O ministro Edson Fachin, do Supremo Tribunal Federal (STF), qualificou o sistema criminal brasileiro como “injusto e desigual” para a população menos abastada e “leniente com os poderosos”. A avaliação foi feita em ofício encaminhado por Fachin na sexta-feira, 11, ao novo presidente do STF, ministro Luiz Fux, com estatísticas referentes à operação Lava Jato. Fachin é relator dos processos na Corte. No ofício, Fachin cita dados do Conselho Nacional de Justiça (CNJ) para corroborar sua visão. De cerca de 800 mil presos, conforme o ministro, “é a pobreza que está no cárcere; dos quase 35% dos presos sobre os quais há informação sobre escolaridade, 99% possuem apenas até o ensino médio incompleto, sendo expressiva a quantidade de analfabetos e aqueles somente com nível fundamental”.

No mesmo documento encaminhado ao novo presidente da Corte, Fachin disse que os trabalhos da Lava Jato no STF são  pautados “pela legalidade constitucional e vão de encontro à renitente garantia da impunidade que teima em fazer a viagem redonda da corrupção”. Antes, no início do documento, o ministro frisou que a ‘ineficiência da Justiça dá mais incentivos à corrupção e à cooptação de instituições, criando indesejado ambiente em que a falta de isonomia propicia o incremento da pobreza’. “Roberto Gargarella bem sublinha que a impunidade é outra face da desigualdade.

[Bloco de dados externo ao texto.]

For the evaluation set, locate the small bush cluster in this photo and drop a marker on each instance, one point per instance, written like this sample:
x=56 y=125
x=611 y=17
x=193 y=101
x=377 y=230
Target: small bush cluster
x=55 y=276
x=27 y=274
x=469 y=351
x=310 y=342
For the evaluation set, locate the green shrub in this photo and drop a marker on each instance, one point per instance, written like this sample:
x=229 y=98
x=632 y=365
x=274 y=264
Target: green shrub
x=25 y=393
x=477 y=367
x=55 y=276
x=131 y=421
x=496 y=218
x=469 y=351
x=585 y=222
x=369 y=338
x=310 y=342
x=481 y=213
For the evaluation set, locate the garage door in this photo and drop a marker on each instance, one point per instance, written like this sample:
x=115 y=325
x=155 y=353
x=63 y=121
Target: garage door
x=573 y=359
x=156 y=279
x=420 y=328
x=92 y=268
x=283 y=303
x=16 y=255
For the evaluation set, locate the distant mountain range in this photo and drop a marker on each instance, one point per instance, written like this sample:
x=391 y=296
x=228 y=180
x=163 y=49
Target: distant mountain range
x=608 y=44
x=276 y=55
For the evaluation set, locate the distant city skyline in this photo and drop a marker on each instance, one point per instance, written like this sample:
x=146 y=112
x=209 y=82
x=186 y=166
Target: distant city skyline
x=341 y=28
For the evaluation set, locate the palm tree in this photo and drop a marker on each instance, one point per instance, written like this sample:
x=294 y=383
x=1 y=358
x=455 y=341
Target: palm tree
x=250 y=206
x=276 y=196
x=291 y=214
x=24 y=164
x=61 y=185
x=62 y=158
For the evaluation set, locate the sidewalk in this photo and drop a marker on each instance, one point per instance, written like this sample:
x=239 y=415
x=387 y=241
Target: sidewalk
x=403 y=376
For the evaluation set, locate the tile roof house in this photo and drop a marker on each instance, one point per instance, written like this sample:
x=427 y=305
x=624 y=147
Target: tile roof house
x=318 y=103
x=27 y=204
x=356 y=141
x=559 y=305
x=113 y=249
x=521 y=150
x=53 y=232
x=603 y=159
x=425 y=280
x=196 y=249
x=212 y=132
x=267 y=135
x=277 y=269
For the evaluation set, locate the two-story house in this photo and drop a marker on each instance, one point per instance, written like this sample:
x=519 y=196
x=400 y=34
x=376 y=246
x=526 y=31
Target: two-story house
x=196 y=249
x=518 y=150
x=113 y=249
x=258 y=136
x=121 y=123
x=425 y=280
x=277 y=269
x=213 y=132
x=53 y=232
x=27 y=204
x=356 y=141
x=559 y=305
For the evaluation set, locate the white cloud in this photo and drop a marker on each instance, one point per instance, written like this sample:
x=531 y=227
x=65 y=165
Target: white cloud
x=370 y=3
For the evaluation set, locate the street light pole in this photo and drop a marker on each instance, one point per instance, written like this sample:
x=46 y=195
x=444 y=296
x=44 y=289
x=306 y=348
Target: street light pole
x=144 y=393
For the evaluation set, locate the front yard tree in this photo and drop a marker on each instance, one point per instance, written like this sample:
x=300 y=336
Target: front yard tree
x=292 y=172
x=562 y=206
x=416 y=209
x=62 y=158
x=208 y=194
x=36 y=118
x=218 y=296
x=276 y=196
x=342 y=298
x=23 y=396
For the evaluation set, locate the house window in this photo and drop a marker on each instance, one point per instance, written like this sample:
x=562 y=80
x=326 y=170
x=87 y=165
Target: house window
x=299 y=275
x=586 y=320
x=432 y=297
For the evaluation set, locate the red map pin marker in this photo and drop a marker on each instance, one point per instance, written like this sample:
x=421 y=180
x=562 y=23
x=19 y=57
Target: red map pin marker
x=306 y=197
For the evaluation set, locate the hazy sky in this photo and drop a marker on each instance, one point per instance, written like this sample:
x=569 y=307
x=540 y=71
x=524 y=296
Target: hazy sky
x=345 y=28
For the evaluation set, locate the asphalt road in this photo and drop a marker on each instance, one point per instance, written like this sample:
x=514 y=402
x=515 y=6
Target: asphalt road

Sem eficiência não há justiça, nem igualdade”, escreveu.

Nessa linha, Fachin defendeu que o trabalho de combate à corrupção e à lavagem de dinheiro deve ser visto como um ‘esforço de aprimoramento da jurisdição e por maior eficiência’ que é fruto de ‘uma histórica demanda por mais eficiência na justiça e por maior qualidade na prestação de serviços públicos’ “Eficiência e qualidade que necessariamente respeitem o contraditório, o direito de defesa, o devido processo legal”, ponderou o relator. Fachin afirma ainda que “a raça também é um ingrediente da seletividade punitiva: as pessoas presas de cor preta e parda totalizam 63,6% da população carcerária nacional, consoante dados do Infopen (Levantamento Nacional de Informações Penitenciárias) de junho de 2017”. “E o mais grave: apenas 1,43% dos presos responde por crimes contra a Administração Pública. Por aí, Senhor Presidente, consoante é consabido, se percebe com nitidez quem é, tradicionalmente, infenso à lei penal”, acrescentou Fachin na mensagem a Fux.

Os relatórios estatísticos a respeito da Lava Jato encaminhados por Fachin informam que, atualmente, existem 32 inquéritos sob sua relatoria. Desde o início da operação, a Procuradoria-Geral da República (PGR) ofereceu denúncia em 29 deles, enquanto a Segunda Turma do STF examinou 20.Das denúncias, 11 foram recebidas, oito rejeitadas e uma foi declarada extinta. Outros sete inquéritos estão em fase de processamento. Cinco ações penais foram julgadas pela segunda turma do STF. Houve uma condenação.

As ponderações do relator da Lava Jato no STF se dão em um momento de reveses para a operação, que viu a debandada de nomes importantes nas forças-tarefas de Curitiba e São Paulo, protagonizou embates com a Procuradoria-Geral da República em razão dos dados das investigações, sofreu com a indecisão sobre a prorrogação de seus trabalhos e briga no Supremo pela continuação de parte de suas investigações, como no caso do senador José Serra. Muitos desses temas chegaram à corte máxima, que deve decidir sobre aspectos importantes sobre os futuros rumos da operação.